As far as placing things next to the tank they don't have to be large items. Even just a little 2 in tall figurine or small house plant will peak their curiosity. And you can change them out easily with out stressing out the fish which is nice. 

And yes they are tetras! Good eye! I have a school of 6 Neon Tetras 5 Julii Corys and between 5-7 shrimp (I lose count). He has done really well with them. He likes to check out what they corys are doing when they start swimming all crazy around the tank in the morning and at night. 

I knew I wanted a community tank from the start so I temperament tested him before I brought him home. He was slower to flair up and quick to relax in the presence of other bettas so I felt comfortable trying it with him and he seems to enjoy it. I don't have a lot of photos yet but I do post videos to YouTube if you want to check them out. 

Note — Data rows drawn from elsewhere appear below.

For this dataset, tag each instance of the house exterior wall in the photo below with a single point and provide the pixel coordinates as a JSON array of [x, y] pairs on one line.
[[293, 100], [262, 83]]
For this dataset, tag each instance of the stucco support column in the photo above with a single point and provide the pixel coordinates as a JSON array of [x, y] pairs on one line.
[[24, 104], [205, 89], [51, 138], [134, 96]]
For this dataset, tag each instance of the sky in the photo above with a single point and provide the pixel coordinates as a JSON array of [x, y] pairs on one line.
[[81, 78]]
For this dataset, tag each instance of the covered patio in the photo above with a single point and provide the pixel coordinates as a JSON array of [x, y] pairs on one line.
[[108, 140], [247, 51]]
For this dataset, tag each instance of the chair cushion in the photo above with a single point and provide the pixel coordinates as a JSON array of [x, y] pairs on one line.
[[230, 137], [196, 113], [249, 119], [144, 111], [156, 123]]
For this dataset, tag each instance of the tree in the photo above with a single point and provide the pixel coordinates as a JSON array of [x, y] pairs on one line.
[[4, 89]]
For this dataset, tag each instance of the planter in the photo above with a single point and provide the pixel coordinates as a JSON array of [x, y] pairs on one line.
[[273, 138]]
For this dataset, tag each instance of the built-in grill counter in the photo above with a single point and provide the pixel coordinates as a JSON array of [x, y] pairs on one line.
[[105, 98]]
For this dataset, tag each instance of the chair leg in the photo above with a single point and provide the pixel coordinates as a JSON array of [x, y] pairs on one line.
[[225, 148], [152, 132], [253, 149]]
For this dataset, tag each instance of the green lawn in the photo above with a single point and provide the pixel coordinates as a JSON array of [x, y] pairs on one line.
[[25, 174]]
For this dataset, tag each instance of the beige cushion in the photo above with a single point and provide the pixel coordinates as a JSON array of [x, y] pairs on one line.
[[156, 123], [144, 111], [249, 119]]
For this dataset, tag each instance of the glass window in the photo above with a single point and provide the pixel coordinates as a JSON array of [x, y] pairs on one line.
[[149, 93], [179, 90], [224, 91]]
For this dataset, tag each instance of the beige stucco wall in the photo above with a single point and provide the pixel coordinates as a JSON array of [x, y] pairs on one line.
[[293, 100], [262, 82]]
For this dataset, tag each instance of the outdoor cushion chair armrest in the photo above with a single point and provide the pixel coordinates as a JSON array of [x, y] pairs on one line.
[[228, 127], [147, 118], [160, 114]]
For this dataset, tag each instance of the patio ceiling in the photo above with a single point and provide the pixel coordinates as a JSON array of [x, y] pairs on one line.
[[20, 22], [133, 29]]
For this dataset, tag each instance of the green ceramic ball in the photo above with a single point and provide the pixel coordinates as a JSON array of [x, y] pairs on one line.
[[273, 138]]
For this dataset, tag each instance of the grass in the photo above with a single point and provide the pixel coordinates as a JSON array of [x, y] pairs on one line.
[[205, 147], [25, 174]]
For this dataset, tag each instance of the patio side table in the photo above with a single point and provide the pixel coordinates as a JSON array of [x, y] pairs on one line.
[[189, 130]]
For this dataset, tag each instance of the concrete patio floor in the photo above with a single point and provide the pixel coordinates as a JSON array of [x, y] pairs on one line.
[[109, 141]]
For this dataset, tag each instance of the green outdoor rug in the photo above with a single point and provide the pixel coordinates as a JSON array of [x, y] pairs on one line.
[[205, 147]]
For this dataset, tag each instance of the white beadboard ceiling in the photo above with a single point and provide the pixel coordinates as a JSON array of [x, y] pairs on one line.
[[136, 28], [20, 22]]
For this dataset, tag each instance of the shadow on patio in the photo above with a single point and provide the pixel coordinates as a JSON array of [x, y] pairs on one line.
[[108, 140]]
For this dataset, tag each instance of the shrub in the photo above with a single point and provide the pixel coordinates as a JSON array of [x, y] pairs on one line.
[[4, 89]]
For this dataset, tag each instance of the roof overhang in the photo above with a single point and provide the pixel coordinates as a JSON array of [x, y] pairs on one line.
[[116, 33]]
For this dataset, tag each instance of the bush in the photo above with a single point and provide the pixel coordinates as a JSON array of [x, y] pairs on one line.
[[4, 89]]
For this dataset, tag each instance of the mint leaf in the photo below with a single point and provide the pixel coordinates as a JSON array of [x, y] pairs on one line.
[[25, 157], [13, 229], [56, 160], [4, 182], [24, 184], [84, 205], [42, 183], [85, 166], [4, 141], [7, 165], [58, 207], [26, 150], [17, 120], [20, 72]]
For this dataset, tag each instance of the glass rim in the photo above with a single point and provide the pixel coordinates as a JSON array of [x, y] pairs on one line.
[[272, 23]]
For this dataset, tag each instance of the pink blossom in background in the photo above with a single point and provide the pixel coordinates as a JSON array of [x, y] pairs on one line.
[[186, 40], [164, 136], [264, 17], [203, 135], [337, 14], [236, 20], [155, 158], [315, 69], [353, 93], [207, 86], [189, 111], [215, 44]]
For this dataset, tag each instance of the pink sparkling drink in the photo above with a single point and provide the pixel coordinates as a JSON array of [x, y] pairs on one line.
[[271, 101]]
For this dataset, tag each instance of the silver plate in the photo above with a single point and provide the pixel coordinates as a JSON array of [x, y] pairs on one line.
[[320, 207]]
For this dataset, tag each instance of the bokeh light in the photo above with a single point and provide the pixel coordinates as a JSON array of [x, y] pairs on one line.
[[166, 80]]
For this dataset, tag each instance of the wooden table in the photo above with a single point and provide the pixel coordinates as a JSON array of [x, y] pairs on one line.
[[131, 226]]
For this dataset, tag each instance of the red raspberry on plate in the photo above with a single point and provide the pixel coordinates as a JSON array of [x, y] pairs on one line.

https://www.youtube.com/channel/UCO3GMkII_sj80aEWilnMw_g


----------



## McLareN (Aug 1, 2017)

I got a new EDC spinner the other day (ive got a problem i know). 
It's the heaviest yet, so..
I was spinning it on the desk Mac was on, and noticed straight away it made his spidey senses tingle.
I kept putting it closer and spinning it. He couldn't see it, but would stop what he was doing, float and just listen.

Now it's not hard to get a Betta's attention this close but, with respect, they tend to spaz out, rather than float & listen.

I finally put it on top of the glass tank and gave it a little spin (It's bright orange btw)..

He was totally hypnotised.
He swam in a little circle same as the spinner with his nose out of water the whole time.
As it slowed down, he went almost vertical so he could follow it.
I was worried he might headbut the tank roof, but he didn't seem to want to "eat it"

I know it sounds trivial, but the way he reacted, was almost like most of us do with them..

Long story long, it's a definite 5 min out his Routine :smile2:


----------